Non-structural flagella genes affecting both polar and lateral flagella-mediated motility in Aeromonas hydrophila.

An Aeromonas hydrophila AH-3 miniTn5 mutant unable to produce polar and lateral flagella was isolated, in which the transposon was inserted into a gene whose encoded protein was an orthologue of the Campylobacter jejuni motility accessory factor (Maf) protein. In addition to this gene, several other related genes were found in this cluster that was adjacent to the region 2 genes of the polar flagellum. Mutation of the A. hydrophila AH-3 maf-2, neuB-like, flmD or neuA-like genes resulted in non-motile cells that were unable to swim or swarm due to the absence of both polar and lateral flagella.
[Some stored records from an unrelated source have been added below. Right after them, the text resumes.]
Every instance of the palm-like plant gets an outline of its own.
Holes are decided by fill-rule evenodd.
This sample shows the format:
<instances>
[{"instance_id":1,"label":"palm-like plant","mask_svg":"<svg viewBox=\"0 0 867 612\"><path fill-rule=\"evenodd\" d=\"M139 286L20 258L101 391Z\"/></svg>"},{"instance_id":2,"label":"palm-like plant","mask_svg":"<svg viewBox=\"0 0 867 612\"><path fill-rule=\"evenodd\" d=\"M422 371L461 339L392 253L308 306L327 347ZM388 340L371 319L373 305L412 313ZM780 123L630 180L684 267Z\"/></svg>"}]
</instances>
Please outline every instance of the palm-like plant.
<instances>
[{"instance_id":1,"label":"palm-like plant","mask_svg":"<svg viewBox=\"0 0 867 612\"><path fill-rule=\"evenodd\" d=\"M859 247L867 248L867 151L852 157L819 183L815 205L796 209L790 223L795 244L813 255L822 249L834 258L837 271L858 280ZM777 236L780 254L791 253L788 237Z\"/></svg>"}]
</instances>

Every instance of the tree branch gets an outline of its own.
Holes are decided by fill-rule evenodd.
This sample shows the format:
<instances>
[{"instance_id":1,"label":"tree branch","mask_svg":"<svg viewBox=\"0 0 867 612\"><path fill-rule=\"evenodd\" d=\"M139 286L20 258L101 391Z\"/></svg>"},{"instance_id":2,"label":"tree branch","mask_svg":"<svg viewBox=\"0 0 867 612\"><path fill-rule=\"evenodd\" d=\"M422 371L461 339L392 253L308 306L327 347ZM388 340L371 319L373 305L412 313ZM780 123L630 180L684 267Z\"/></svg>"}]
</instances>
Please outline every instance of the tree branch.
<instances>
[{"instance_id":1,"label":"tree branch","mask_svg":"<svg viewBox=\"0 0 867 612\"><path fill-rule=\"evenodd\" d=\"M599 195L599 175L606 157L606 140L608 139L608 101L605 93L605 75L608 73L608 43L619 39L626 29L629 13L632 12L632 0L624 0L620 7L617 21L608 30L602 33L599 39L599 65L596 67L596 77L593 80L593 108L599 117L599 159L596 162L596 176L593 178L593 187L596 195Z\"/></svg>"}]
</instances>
However, both polar and lateral flagellins were present but were unglycosylated. Although the A. hydrophila AH-3 or Aeromonas caviae Sch3N genes did not hybridize with each other at the nucleotide level, the gene products were able to fully complement the mutations in either bacterium. Furthermore, well-characterized C. jejuni genes involved in flagella glycosylation (Cj1293, -1294 and -1317) were fully able to complement A. hydrophila mutants in the corresponding genes (flmA, flmB and neuB-like). It was concluded that the maf-2, neuB-like, flmD and neuA-like genes are involved in the glycosylation of both the polar and the lateral flagella in Aeromonas strains.

Mesophilic Aeromonas UDP-glucose pyrophosphorylase (GalU) mutants show two types of lipopolysaccharide structures and reduced virulence.

A mutation in galU that causes the lack of O34-antigen lipopolysaccharide (LPS) in Aeromonas hydrophila strain AH-3 was identified. It was proved that A. hydrophila GalU is a UDP-glucose pyrophosphorylase responsible for synthesis of UDP-glucose from glucose 1-phosphate and UTP. The galU mutant from this strain showed two types of LPS structures, represented by two bands on LPS gels. The first one (slow-migrating band in gels) corresponds to a rough strain having the complete core, with two significant differences: it lacks the terminal galactose residue from the LPS-core and 4-amino-4-deoxyarabinose residues from phosphate groups in lipid A. The second one (fast-migrating band in gels) corresponds to a deeply truncated structure with the LPS-core restricted to one 3-deoxy-d-manno-oct-2-ulosonic acid (Kdo) and three l-glycero-d-manno-heptose residues. galU mutants in several motile mesophilic Aeromonas strains from serotypes O1, O2, O11, O18, O21 and O44 were also devoid of the O-antigen LPS. The galU mutation reduced to less than 1 % the survival of these Aeromonas strains in serum, decreased the ability of these strains to adhere and reduced by 1.5 or 2 log units the virulence of Aeromonas serotype O34 strains in a septicaemia model in either fish or mice. All the changes observed in the galU mutants were rescued by the introduction of the corresponding single wild-type gene.